Nel loro percorso di apprendimento “on the job” sono accompagnati e sostenuti dai tutor aziendali – che li guidano nell’acquisizione di competenze tecniche e li aiutano a fronteggiare le difficoltà quotidiane – e dalla Psicologa – che li supporta nella continua ridefinizione degli obiettivi, nel potenziamento della fiducia in sé, nella condivisione con il gruppo.

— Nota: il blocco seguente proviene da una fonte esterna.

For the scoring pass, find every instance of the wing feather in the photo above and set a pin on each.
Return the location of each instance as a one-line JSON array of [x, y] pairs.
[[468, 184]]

Una delle ultime condivisioni ha riguardato proprio la riflessione su alcune parole chiave che possono riassumere bene il percorso intrapreso, non a caso già emerse anche in queste righe:

– il gruppo, si è rivelato l’elemento chiave di questo percorso, un contenitore accogliente di emozioni, “simile ad una famiglia, dove ci si aiuta a vicenda e chi sa un po’ di più aiuta gli altri”*. Dove ciascuno, a seconda delle circostanze, offre il proprio aiuto oppure lo riceve, dove tutti hanno imparato a conoscersi l’un l’altro e a conoscere sé stessi anche attraverso gli altri.

– l’opportunità, di cogliere situazioni positive e valorizzanti, che aiutino a capire che le porte trovate chiuse in passato non erano dovute a mancanza di capacità ma, semplicemente, forse non erano le porte giuste (“Me la sono guadagnata giorno dopo giorno con il mio lavoro e se sono ancora qui è per merito mio. Mi hanno dato fiducia e questo ha migliorato la mia autostima”) e che vale sempre la pena continuare la ricerca, anche se è faticoso e richiede impegno

l’impegno, che riempie le giornate e dà loro un significato, “porta la possibilità di proseguire” e “fa sentire meno la fatica”

– la fatica, che per ciascuno deriva da situazioni e compiti diversi e che va gestita in base alle proprie possibilità e risorse e che non è data solo dal fare troppo ma anche dal fare meno di quanto si vorrebbe, e che spesso coincide con “la noia, che può portare a prendere strade pericolose”. Oppure la fatica di “stare”, giorno dopo giorno, di darsi quell’opportunità, di “trovare il proprio ritmo”

– i risultati, che spesso non arrivano nei tempi e modi sperati dando l’impressione che l’impegno e la fatica non siano serviti ma che alla fine non riguardano solo ciò che si è ottenuto e quante piantine hanno dato il frutto ma anche ciò che si è fatto per ottenerlo, la soddisfazione personale, ciò che si è riusciti a mettere “in campo”, da soli e insieme agli altri

– il lavoro, che non riguarda solo i soldi che si guadagnano ma è “il filo che lega tutto, che definisce chi siamo e chi vogliamo essere”

– la responsabilità, di cogliere le opportunità offerte da altri per darsene una più grande, quella di costruire un futuro diverso per sé stessi.

*Le frasi virgolettate sono estrapolate dalle riflessioni emerse in uno degli ultimi incontri di gruppo.